Morton Meyerson, an understated Texas businessman who helped the mercurial H. Ross Perot build Electronic Data Systems into a world-leading data processing company, and who later advised Mr. Perot during his quixotic 1992 presidential campaign, died on Monday at his home in Dallas. He was 87.
His family said in an announcement that the cause was prostate cancer.
Where Mr. Perot was all extravagant gestures — running for president, trying to fly food and medicine to Vietnam P.O.W.s, staging a commando raid in Iran — Mr. Meyerson was the quiet, stubborn, moneymaking computer programmer in the backroom who helped make his boss a billionaire. In 1967, barely a year after joining Electronic Data Systems, or E.D.S., he helped Mr. Perot secure and execute a critical contract to process Medicaid claims for Texas Blue Cross Blue Shield, transforming the company into a financial powerhouse.
With that contract and an earlier one to process Medicare claims — the Social Security Administration would later say Mr. Perot had overcharged for it — the company’s pretax profit, which had been $26,487 in 1965, rose to $2.4 million in 1968. The original five-person team Mr. Meyerson had led on the project became a 1,500-person team three years later, and the core of Mr. Perot’s business.
By 1979, Mr. Perot had tapped Mr. Meyerson to be the company’s president. In that capacity, The New York Times wrote in 1982, “Mr. Meyerson has broadened the customer base, and profits are up.”
Mr. Perot had started E.D.S. in 1962 with a $1,000 check. In 1984, when General Motors bought the company, it had $1 billion in revenue. When Mr. Meyerson finally left E.D.S., by then under G.M.’s ownership, in 1986, “it was the largest computer services company in the world,” he later wrote.
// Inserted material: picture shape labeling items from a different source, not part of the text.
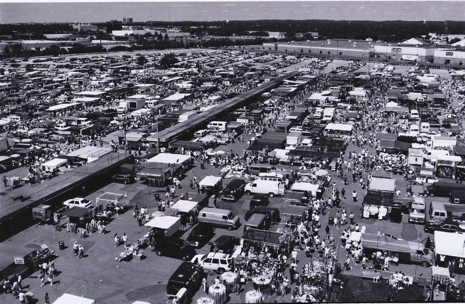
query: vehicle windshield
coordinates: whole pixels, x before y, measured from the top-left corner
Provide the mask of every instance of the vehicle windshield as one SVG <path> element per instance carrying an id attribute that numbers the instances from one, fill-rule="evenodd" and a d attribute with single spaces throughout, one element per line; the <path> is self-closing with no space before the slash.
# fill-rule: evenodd
<path id="1" fill-rule="evenodd" d="M 414 213 L 415 214 L 424 214 L 425 210 L 421 210 L 420 209 L 415 209 L 415 208 L 412 208 L 410 210 L 411 213 Z"/>

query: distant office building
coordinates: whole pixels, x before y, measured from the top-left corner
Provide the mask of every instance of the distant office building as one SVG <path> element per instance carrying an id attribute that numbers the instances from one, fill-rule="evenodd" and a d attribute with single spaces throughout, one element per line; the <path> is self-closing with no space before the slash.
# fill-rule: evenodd
<path id="1" fill-rule="evenodd" d="M 98 29 L 96 25 L 90 23 L 73 24 L 71 25 L 75 32 L 97 32 Z"/>

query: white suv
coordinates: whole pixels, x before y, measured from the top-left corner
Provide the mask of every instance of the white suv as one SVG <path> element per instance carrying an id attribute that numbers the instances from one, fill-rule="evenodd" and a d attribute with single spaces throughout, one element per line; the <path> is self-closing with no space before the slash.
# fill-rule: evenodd
<path id="1" fill-rule="evenodd" d="M 75 207 L 92 208 L 92 203 L 83 197 L 75 197 L 63 202 L 63 205 L 70 208 Z"/>
<path id="2" fill-rule="evenodd" d="M 192 258 L 192 263 L 197 262 L 204 269 L 211 269 L 222 273 L 231 270 L 233 264 L 231 255 L 211 252 L 206 255 L 197 255 Z"/>

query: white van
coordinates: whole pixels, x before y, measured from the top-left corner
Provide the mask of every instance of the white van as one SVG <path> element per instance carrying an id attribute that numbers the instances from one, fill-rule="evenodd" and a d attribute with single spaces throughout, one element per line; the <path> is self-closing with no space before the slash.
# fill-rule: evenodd
<path id="1" fill-rule="evenodd" d="M 262 180 L 256 179 L 246 185 L 244 188 L 246 194 L 250 195 L 252 193 L 267 194 L 270 197 L 284 194 L 284 184 L 279 181 Z"/>
<path id="2" fill-rule="evenodd" d="M 207 134 L 208 134 L 208 130 L 205 129 L 202 129 L 202 130 L 199 130 L 197 132 L 194 133 L 194 137 L 203 137 L 205 136 Z"/>
<path id="3" fill-rule="evenodd" d="M 447 156 L 449 155 L 449 151 L 447 150 L 428 150 L 423 155 L 423 157 L 426 160 L 432 160 L 437 159 L 439 156 Z"/>
<path id="4" fill-rule="evenodd" d="M 420 115 L 418 113 L 418 111 L 416 110 L 410 110 L 410 119 L 419 119 Z"/>
<path id="5" fill-rule="evenodd" d="M 212 121 L 208 124 L 207 128 L 217 131 L 226 131 L 227 124 L 225 121 Z"/>

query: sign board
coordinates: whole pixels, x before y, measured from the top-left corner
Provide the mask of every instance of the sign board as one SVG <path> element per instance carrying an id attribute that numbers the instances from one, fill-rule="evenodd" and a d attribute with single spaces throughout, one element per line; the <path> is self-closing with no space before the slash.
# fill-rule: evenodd
<path id="1" fill-rule="evenodd" d="M 24 265 L 24 257 L 13 257 L 13 260 L 15 261 L 15 264 L 16 265 Z"/>

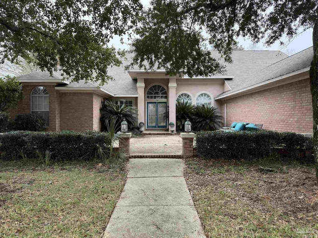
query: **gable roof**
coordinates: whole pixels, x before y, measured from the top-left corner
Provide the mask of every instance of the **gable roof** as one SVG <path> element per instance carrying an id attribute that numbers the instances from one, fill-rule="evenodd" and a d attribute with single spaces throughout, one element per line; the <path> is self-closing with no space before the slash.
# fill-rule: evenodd
<path id="1" fill-rule="evenodd" d="M 290 57 L 270 64 L 254 74 L 251 74 L 245 79 L 237 84 L 236 87 L 218 95 L 216 99 L 253 85 L 286 75 L 291 73 L 310 67 L 314 57 L 313 48 L 310 47 Z"/>
<path id="2" fill-rule="evenodd" d="M 211 78 L 219 77 L 226 79 L 231 89 L 220 94 L 216 99 L 226 97 L 251 85 L 306 68 L 310 65 L 313 54 L 313 47 L 290 57 L 279 51 L 234 51 L 232 55 L 233 63 L 225 63 L 222 59 L 219 60 L 226 66 L 225 73 L 211 76 Z M 212 51 L 211 54 L 215 58 L 220 59 L 220 55 L 217 52 Z M 48 71 L 34 72 L 20 76 L 19 80 L 21 81 L 56 82 L 59 84 L 57 86 L 59 89 L 99 89 L 113 96 L 136 97 L 138 95 L 137 80 L 132 79 L 129 70 L 127 71 L 124 68 L 125 65 L 131 62 L 133 56 L 133 54 L 127 53 L 121 59 L 122 63 L 120 66 L 109 67 L 108 74 L 114 80 L 101 87 L 99 87 L 98 82 L 85 82 L 83 80 L 80 80 L 79 82 L 63 81 L 61 71 L 54 72 L 52 77 Z M 143 69 L 140 69 L 136 66 L 131 70 L 144 71 Z M 163 71 L 162 69 L 159 69 L 154 71 L 156 70 Z M 184 78 L 187 78 L 187 75 L 184 75 Z M 231 79 L 232 78 L 234 78 Z"/>

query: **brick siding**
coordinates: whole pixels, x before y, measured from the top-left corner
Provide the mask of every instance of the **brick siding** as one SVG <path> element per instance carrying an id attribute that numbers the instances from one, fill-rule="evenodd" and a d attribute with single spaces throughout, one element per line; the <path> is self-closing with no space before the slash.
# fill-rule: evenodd
<path id="1" fill-rule="evenodd" d="M 313 133 L 309 79 L 223 101 L 223 117 L 225 103 L 228 126 L 242 121 L 263 124 L 268 130 Z"/>

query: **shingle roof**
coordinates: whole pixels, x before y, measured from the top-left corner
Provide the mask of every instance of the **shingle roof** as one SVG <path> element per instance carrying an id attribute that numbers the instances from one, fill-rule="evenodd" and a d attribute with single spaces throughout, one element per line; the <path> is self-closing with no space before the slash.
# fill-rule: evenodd
<path id="1" fill-rule="evenodd" d="M 211 52 L 212 56 L 220 58 L 217 52 Z M 114 78 L 101 88 L 116 95 L 135 96 L 138 95 L 137 80 L 132 79 L 128 72 L 124 68 L 129 64 L 133 55 L 127 54 L 121 59 L 122 65 L 119 67 L 113 66 L 108 69 L 109 74 Z M 232 63 L 224 63 L 226 72 L 220 77 L 227 78 L 234 76 L 234 78 L 227 80 L 232 90 L 220 94 L 225 95 L 242 88 L 258 83 L 271 78 L 304 68 L 310 65 L 313 58 L 313 48 L 311 47 L 291 57 L 279 51 L 234 51 L 232 55 Z M 136 69 L 137 68 L 134 68 Z M 143 70 L 142 69 L 141 70 Z M 20 79 L 43 80 L 52 78 L 62 79 L 60 72 L 53 73 L 51 77 L 47 71 L 37 71 L 20 76 Z M 62 86 L 62 85 L 61 85 Z M 71 82 L 64 85 L 66 87 L 98 87 L 98 83 L 80 80 L 79 82 Z"/>
<path id="2" fill-rule="evenodd" d="M 247 76 L 244 80 L 237 83 L 232 90 L 225 92 L 218 96 L 225 96 L 233 92 L 310 67 L 313 60 L 313 48 L 310 47 L 283 59 Z"/>

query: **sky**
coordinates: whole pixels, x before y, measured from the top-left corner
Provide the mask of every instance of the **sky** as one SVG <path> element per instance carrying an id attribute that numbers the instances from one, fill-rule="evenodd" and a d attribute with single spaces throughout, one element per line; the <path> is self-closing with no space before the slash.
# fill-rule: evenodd
<path id="1" fill-rule="evenodd" d="M 141 0 L 141 2 L 145 7 L 149 6 L 149 0 Z M 285 43 L 288 43 L 288 39 L 286 37 L 283 37 L 280 40 Z M 248 49 L 252 44 L 248 39 L 244 39 L 242 37 L 239 37 L 238 40 L 239 44 L 245 49 Z M 120 38 L 115 37 L 110 41 L 109 45 L 114 46 L 117 49 L 128 50 L 129 49 L 128 45 L 129 42 L 128 42 L 127 37 L 124 37 L 124 41 L 125 44 L 121 44 L 120 42 Z M 313 29 L 309 29 L 300 34 L 292 41 L 287 44 L 287 46 L 285 48 L 282 48 L 278 41 L 268 48 L 266 48 L 262 43 L 260 43 L 257 45 L 255 50 L 279 50 L 284 51 L 288 55 L 293 55 L 311 46 L 313 46 Z"/>

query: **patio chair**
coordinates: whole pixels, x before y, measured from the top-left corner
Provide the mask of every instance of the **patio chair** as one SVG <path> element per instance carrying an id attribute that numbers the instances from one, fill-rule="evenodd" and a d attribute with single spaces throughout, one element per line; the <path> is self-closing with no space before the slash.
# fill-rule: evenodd
<path id="1" fill-rule="evenodd" d="M 263 127 L 263 124 L 255 124 L 255 126 L 256 127 L 258 127 L 260 130 L 262 129 L 262 127 Z"/>

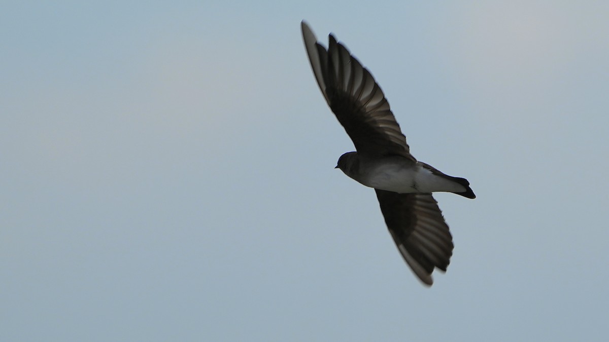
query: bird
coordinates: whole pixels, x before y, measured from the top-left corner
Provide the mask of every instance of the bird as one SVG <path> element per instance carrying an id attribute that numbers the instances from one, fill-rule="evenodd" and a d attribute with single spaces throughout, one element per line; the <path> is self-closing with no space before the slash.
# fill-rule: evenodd
<path id="1" fill-rule="evenodd" d="M 410 152 L 372 74 L 331 33 L 327 49 L 305 21 L 303 40 L 322 94 L 355 146 L 336 168 L 374 188 L 389 232 L 406 263 L 431 287 L 432 273 L 446 272 L 452 255 L 452 236 L 432 192 L 475 198 L 465 178 L 446 175 Z"/>

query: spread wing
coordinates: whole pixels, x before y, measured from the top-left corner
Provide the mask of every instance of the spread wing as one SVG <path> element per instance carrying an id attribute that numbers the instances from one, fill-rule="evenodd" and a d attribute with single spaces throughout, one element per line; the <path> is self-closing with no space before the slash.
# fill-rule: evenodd
<path id="1" fill-rule="evenodd" d="M 446 271 L 452 236 L 431 194 L 398 194 L 375 189 L 385 223 L 398 250 L 421 281 L 431 285 L 435 268 Z"/>
<path id="2" fill-rule="evenodd" d="M 322 93 L 357 152 L 400 155 L 416 162 L 389 103 L 370 72 L 331 34 L 326 50 L 304 21 L 302 32 Z"/>

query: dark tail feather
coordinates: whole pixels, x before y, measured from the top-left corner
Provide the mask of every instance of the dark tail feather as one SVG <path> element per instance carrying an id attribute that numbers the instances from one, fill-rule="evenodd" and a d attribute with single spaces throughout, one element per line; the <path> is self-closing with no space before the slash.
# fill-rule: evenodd
<path id="1" fill-rule="evenodd" d="M 474 194 L 474 191 L 471 190 L 471 188 L 470 187 L 470 182 L 467 181 L 467 180 L 459 177 L 452 177 L 452 180 L 465 187 L 465 191 L 463 192 L 454 192 L 454 194 L 460 195 L 468 198 L 476 198 L 476 195 Z"/>

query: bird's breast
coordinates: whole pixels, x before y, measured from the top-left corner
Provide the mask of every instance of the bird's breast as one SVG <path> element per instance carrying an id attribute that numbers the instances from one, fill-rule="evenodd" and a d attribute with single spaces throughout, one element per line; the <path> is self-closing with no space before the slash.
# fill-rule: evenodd
<path id="1" fill-rule="evenodd" d="M 361 179 L 356 180 L 375 189 L 400 194 L 465 190 L 463 186 L 417 164 L 378 162 L 362 169 Z"/>

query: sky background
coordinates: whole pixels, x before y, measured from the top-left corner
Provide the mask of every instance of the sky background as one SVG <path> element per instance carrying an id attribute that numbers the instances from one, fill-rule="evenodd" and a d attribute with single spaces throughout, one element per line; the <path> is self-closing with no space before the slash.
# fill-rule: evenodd
<path id="1" fill-rule="evenodd" d="M 52 2 L 0 11 L 0 340 L 605 340 L 609 2 Z M 303 19 L 477 196 L 431 288 Z"/>

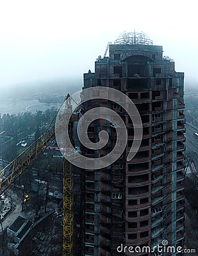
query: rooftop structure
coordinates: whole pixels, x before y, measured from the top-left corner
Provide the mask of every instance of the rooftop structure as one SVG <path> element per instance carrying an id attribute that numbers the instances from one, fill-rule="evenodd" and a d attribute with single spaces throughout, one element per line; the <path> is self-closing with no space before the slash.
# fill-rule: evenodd
<path id="1" fill-rule="evenodd" d="M 124 33 L 114 44 L 109 44 L 109 57 L 97 59 L 95 72 L 84 74 L 85 88 L 96 86 L 120 90 L 133 101 L 141 118 L 143 137 L 138 151 L 128 162 L 134 138 L 128 113 L 107 101 L 83 104 L 84 113 L 96 106 L 112 109 L 121 117 L 128 131 L 125 150 L 116 162 L 82 172 L 83 255 L 118 255 L 121 243 L 153 248 L 165 239 L 170 245 L 183 246 L 184 73 L 175 71 L 173 60 L 163 56 L 162 47 L 153 46 L 145 34 Z M 107 146 L 99 150 L 83 147 L 85 155 L 95 158 L 113 150 L 117 134 L 113 127 L 104 125 L 104 121 L 93 122 L 88 135 L 97 142 L 99 131 L 105 129 L 109 138 Z"/>

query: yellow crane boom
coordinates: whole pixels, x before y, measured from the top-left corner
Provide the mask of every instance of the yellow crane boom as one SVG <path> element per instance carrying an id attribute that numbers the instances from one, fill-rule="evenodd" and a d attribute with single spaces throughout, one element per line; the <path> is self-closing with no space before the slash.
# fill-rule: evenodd
<path id="1" fill-rule="evenodd" d="M 67 105 L 65 111 L 71 111 Z M 0 195 L 9 188 L 16 179 L 36 160 L 44 152 L 49 143 L 55 139 L 55 125 L 50 124 L 44 133 L 26 150 L 0 171 Z M 71 134 L 70 125 L 70 133 Z M 72 136 L 71 136 L 72 137 Z M 74 193 L 72 165 L 64 158 L 64 203 L 63 203 L 63 245 L 62 255 L 72 256 L 73 250 Z"/>

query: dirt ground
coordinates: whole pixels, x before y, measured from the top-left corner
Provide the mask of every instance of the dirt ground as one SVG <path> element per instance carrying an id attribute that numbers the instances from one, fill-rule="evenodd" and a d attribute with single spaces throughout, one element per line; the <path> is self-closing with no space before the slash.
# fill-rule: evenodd
<path id="1" fill-rule="evenodd" d="M 198 191 L 193 188 L 192 181 L 185 180 L 185 247 L 195 249 L 195 254 L 186 253 L 188 256 L 198 255 Z"/>

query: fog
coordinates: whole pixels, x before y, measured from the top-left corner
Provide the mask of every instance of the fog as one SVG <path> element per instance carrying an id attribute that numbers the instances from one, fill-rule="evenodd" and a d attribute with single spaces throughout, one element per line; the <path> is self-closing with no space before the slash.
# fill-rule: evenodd
<path id="1" fill-rule="evenodd" d="M 69 2 L 69 1 L 68 1 Z M 1 94 L 78 90 L 124 31 L 143 31 L 198 87 L 196 2 L 7 1 L 0 3 Z"/>

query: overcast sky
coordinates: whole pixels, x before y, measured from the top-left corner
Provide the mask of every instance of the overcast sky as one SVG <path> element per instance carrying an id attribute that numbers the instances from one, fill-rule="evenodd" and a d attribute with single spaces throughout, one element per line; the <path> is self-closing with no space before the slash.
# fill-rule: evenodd
<path id="1" fill-rule="evenodd" d="M 123 31 L 144 31 L 198 85 L 194 1 L 6 0 L 0 3 L 0 86 L 82 78 Z M 80 80 L 81 82 L 81 80 Z M 82 85 L 79 85 L 79 87 Z"/>

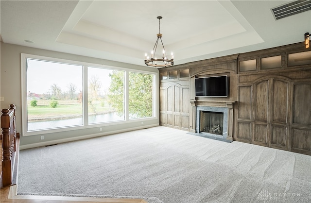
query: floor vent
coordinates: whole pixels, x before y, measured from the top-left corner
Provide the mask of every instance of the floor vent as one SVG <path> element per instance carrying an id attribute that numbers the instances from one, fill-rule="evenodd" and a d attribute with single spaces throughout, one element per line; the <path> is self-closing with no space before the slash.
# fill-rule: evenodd
<path id="1" fill-rule="evenodd" d="M 276 20 L 311 10 L 311 0 L 296 0 L 271 9 Z"/>

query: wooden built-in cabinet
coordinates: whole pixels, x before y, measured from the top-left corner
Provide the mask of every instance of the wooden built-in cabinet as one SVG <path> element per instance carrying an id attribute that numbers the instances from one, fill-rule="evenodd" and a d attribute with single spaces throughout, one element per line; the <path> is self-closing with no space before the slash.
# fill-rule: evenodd
<path id="1" fill-rule="evenodd" d="M 189 130 L 189 69 L 161 72 L 160 87 L 160 125 Z"/>
<path id="2" fill-rule="evenodd" d="M 230 103 L 233 140 L 311 155 L 311 48 L 303 43 L 159 71 L 161 125 L 194 132 L 197 105 Z M 228 98 L 195 97 L 196 77 L 219 75 L 230 77 Z"/>

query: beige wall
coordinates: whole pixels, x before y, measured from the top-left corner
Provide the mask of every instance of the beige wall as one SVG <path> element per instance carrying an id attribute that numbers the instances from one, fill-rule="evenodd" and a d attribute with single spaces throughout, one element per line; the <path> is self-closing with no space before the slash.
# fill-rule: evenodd
<path id="1" fill-rule="evenodd" d="M 91 58 L 60 52 L 52 51 L 6 44 L 1 42 L 0 90 L 1 96 L 4 101 L 0 102 L 0 108 L 6 108 L 14 103 L 17 106 L 17 132 L 21 135 L 21 53 L 38 55 L 73 61 L 77 61 L 107 66 L 122 67 L 137 70 L 158 72 L 157 69 L 128 64 L 116 62 L 98 58 Z M 89 137 L 109 135 L 117 132 L 126 131 L 136 129 L 144 128 L 158 125 L 158 119 L 155 118 L 130 123 L 115 124 L 103 126 L 103 131 L 100 132 L 99 127 L 79 130 L 64 131 L 60 133 L 44 134 L 44 139 L 40 139 L 41 135 L 21 136 L 21 149 L 45 146 L 64 141 L 85 138 Z"/>

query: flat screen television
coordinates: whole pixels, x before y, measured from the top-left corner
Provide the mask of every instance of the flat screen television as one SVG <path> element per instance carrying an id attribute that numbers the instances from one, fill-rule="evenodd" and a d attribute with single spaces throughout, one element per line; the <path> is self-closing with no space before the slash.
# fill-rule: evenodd
<path id="1" fill-rule="evenodd" d="M 196 97 L 227 97 L 229 77 L 226 75 L 195 78 Z"/>

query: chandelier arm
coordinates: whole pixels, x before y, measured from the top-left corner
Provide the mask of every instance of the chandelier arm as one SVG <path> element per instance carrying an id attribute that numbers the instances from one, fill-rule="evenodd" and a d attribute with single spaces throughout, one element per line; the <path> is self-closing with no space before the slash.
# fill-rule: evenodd
<path id="1" fill-rule="evenodd" d="M 167 57 L 167 55 L 166 55 L 166 51 L 165 51 L 165 48 L 164 48 L 164 45 L 163 45 L 163 42 L 162 41 L 162 38 L 160 38 L 160 39 L 161 40 L 161 43 L 162 43 L 162 46 L 163 47 L 163 50 L 164 51 L 164 54 L 165 54 L 165 57 L 167 59 L 168 58 Z"/>
<path id="2" fill-rule="evenodd" d="M 162 41 L 162 40 L 161 40 Z M 156 39 L 156 44 L 155 45 L 155 47 L 154 47 L 153 50 L 155 50 L 155 54 L 154 54 L 154 56 L 156 56 L 156 48 L 157 48 L 157 43 L 159 41 L 159 37 L 157 38 L 157 39 Z M 156 58 L 156 57 L 155 57 Z"/>

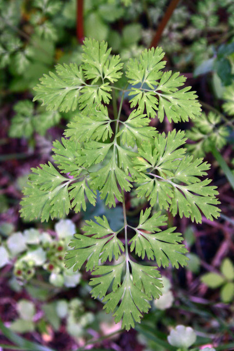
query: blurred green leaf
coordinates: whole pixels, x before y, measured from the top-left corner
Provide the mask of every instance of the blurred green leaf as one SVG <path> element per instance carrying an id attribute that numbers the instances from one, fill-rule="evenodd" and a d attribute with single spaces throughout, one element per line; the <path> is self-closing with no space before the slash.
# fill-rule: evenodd
<path id="1" fill-rule="evenodd" d="M 234 279 L 234 265 L 230 258 L 224 258 L 221 266 L 221 272 L 227 279 Z"/>
<path id="2" fill-rule="evenodd" d="M 40 345 L 37 343 L 29 341 L 26 339 L 12 332 L 9 328 L 5 327 L 0 319 L 0 330 L 2 334 L 8 340 L 22 348 L 22 350 L 28 351 L 55 351 L 53 349 Z"/>
<path id="3" fill-rule="evenodd" d="M 223 302 L 231 302 L 234 297 L 234 283 L 227 283 L 222 287 L 220 292 L 221 299 Z"/>

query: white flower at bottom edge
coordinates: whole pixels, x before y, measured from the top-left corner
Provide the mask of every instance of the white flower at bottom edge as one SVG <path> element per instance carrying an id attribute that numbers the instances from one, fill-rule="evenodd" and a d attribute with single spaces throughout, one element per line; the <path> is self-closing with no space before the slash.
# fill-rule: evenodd
<path id="1" fill-rule="evenodd" d="M 196 341 L 196 336 L 193 328 L 177 325 L 171 331 L 167 337 L 169 344 L 178 348 L 189 348 Z"/>

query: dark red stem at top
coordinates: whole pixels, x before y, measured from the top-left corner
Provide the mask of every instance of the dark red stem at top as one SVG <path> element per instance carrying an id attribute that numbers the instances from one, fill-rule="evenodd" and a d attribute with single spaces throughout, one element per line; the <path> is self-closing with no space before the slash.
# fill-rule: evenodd
<path id="1" fill-rule="evenodd" d="M 83 0 L 77 0 L 77 38 L 80 44 L 84 39 L 83 5 Z"/>
<path id="2" fill-rule="evenodd" d="M 162 32 L 165 27 L 167 25 L 167 23 L 171 18 L 173 12 L 178 4 L 179 0 L 171 0 L 169 4 L 169 6 L 167 9 L 167 11 L 165 13 L 164 16 L 159 23 L 157 28 L 155 36 L 153 38 L 153 40 L 150 45 L 150 47 L 156 47 L 160 41 Z"/>

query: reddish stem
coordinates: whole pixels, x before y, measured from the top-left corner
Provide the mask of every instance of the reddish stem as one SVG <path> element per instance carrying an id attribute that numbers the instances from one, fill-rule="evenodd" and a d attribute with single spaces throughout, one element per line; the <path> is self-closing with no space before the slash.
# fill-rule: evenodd
<path id="1" fill-rule="evenodd" d="M 158 44 L 167 22 L 171 18 L 173 12 L 178 4 L 179 0 L 171 0 L 163 18 L 159 23 L 155 36 L 153 38 L 150 47 L 156 47 Z"/>
<path id="2" fill-rule="evenodd" d="M 77 38 L 80 44 L 84 40 L 83 5 L 83 0 L 77 0 Z"/>

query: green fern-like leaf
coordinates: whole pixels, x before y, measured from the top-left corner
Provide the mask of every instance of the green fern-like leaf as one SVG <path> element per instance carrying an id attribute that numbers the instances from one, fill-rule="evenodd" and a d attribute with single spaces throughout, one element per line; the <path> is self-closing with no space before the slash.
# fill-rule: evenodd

And Mr. Perot, after years of a sometimes prickly but fruitful relationship with the computer wizard who proved to be a fount of moneymaking ideas, would call Mr. Meyerson “the finest executive in the computer industry.” In his 1996 autobiography, “My Life & the Principles for Success,” Mr. Perot said that Mr. Meyerson had “bombarded us almost daily with creative ideas and changes that he thought would make the company more successful.”